Free Speech (Obrien and Johnson)
The first amendment protects individuals’ rights to freedom of speech, press, assembly, and petition. When evaluating government restrictions on expressive conduct, courts will apply either the O’brien test or the Johnson test, depending on whether the conduct involves symbolic speech and its impact on government interest. Under O’brien a government regulation that incidentially affects expressive conduct is permissible if it meets the following four-part test: (1) the regulation is within the government’s constitutional authority, (2) the regulation advances an important or substantial government interest, (3) the government’s interest is unrelated to the suppression of free expression (content neutral), and (4) the regulation does not prohibit more speech than is essential to further that interest. If the conduct involves symbolic speech (such as flag burning) the court will apply the Johnson test. The Johnson test protects expressive conduct and holds that the government cannot prohibit expressive conduct unless the law passes strict scrutiny.
Free Exercise Clause
The first amendment protects an individuals’ rights to freedom of speech, press, assembly, and petition. The free exercise clause of the first amendment prohibts the government from interfering with an individual’s right to practice their religion. The Religious Freedom Restoration Act (RFRA) requires courts to apply strict scrutiny in cases where free exercise of religion is substantially burdened. SCOTUS has overturned RFRA as applied to the states, but the act still applies the federal cases involving a free exercise claim. A general law of neutral application that all must obey and has no evidence of being intended to impact a particular relgion will recive strict scrutiny in federal courts or states that have enacted a version of RFRA, but will recieve rational basis scrutiny in states that have not enacted a version of RFRA.
Establishment Clause
The Establishment Clause of the First Amendment prohibits the government from establishing, supporting, or favoring any religion. The courts will look to the corecion test to determine if a law is violating the establishment clause. The coercion test requires actual manifestation, not just exposure to something that makes an idividual unformtable. Manifestion requires physcial harm such as jailtime, penalites, fines, or reduced grade in school.

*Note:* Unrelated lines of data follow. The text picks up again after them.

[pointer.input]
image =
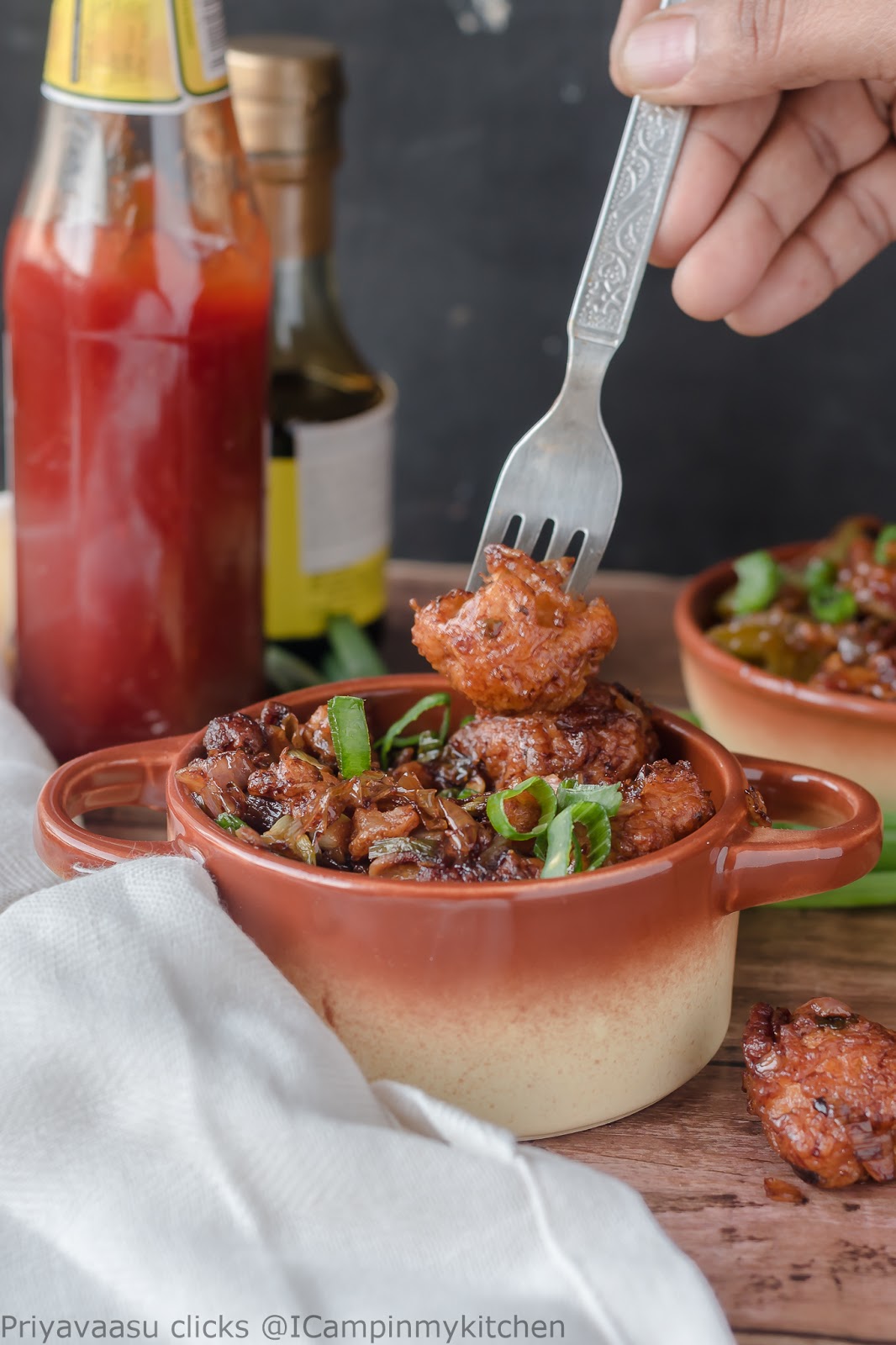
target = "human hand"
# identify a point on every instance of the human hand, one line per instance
(788, 181)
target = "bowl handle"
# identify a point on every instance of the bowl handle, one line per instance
(132, 775)
(767, 867)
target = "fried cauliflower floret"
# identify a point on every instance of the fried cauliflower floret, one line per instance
(822, 1080)
(519, 643)
(606, 736)
(663, 804)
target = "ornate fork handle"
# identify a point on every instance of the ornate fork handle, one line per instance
(629, 221)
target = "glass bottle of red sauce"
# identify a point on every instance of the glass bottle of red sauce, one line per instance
(136, 307)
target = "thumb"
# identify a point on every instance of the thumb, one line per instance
(708, 51)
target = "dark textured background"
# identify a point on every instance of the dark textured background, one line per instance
(475, 168)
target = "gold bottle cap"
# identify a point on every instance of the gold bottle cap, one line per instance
(287, 92)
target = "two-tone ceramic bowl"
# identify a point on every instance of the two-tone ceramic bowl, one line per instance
(752, 710)
(546, 1006)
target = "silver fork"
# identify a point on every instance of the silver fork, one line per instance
(562, 477)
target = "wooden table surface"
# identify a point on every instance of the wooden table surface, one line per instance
(784, 1274)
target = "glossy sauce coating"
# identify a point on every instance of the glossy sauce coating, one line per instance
(822, 1080)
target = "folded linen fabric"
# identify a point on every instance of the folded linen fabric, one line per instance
(187, 1152)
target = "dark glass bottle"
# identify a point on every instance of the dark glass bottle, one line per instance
(331, 416)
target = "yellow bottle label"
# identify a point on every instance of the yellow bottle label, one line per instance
(136, 55)
(329, 524)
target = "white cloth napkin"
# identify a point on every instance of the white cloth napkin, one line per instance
(185, 1143)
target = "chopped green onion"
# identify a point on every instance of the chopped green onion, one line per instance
(291, 833)
(390, 737)
(287, 672)
(425, 849)
(304, 847)
(757, 583)
(544, 797)
(430, 744)
(595, 820)
(560, 840)
(557, 845)
(885, 545)
(353, 654)
(350, 735)
(607, 795)
(820, 573)
(833, 604)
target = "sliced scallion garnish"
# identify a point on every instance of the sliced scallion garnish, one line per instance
(430, 744)
(596, 824)
(351, 651)
(833, 604)
(607, 795)
(885, 545)
(820, 573)
(757, 583)
(557, 845)
(350, 735)
(544, 797)
(560, 847)
(392, 737)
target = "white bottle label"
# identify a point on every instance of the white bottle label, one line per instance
(345, 488)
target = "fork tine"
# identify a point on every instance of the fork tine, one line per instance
(529, 535)
(494, 529)
(586, 567)
(559, 545)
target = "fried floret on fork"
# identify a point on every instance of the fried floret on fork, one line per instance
(519, 643)
(663, 804)
(822, 1080)
(606, 736)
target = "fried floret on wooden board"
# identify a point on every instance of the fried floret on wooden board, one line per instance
(519, 643)
(822, 1080)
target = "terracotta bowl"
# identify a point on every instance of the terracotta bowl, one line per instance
(751, 710)
(542, 1006)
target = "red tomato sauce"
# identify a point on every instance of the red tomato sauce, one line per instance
(138, 373)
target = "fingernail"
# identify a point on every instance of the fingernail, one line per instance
(661, 51)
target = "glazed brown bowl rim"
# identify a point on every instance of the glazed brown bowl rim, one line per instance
(692, 636)
(720, 829)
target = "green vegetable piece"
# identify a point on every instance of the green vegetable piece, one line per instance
(833, 604)
(544, 797)
(350, 735)
(560, 840)
(759, 582)
(820, 573)
(392, 739)
(557, 845)
(885, 546)
(287, 672)
(596, 822)
(353, 654)
(430, 744)
(609, 795)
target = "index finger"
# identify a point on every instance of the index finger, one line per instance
(630, 15)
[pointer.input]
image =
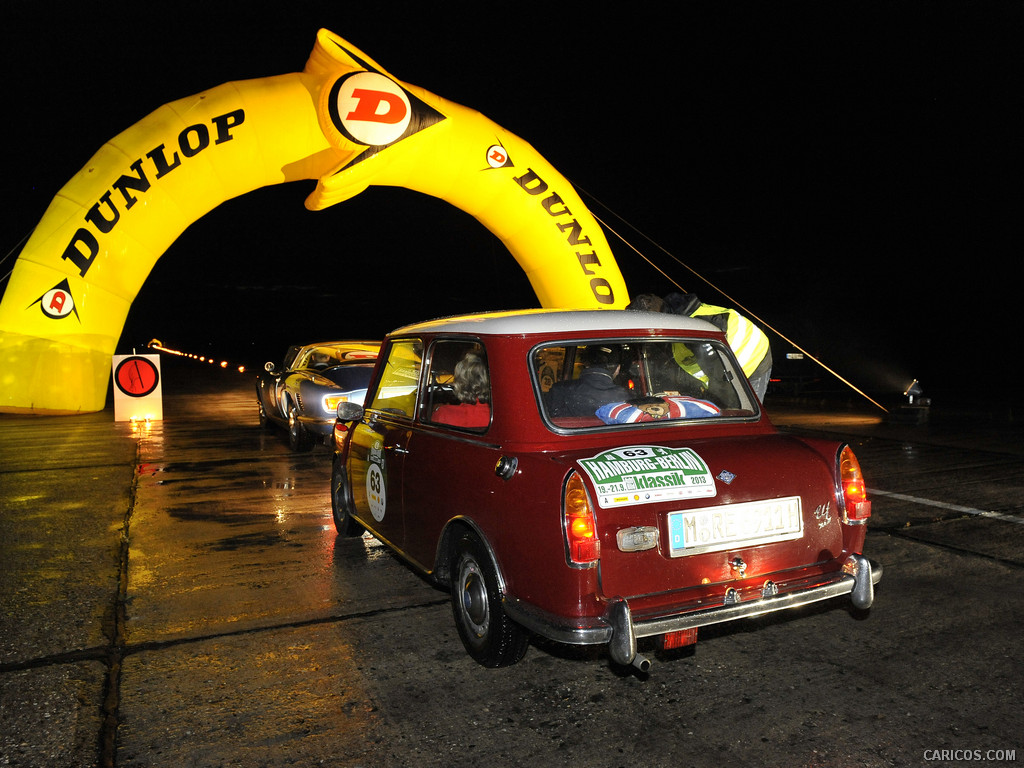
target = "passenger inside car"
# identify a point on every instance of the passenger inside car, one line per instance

Bicameralism and Presentment
Under the Bicameralism and Presentment requirement of the Constiution, outlined in Articel 1, sections 1 and 7, before a bill can become law, it must be: passed by the house of representatives and the Senate and presented to the President for either approval or veto. If the preseident approves the bill, it becomes law; if the president vetoes the bill, Congress may override the veto with a two-thirds majority vote in both chambers.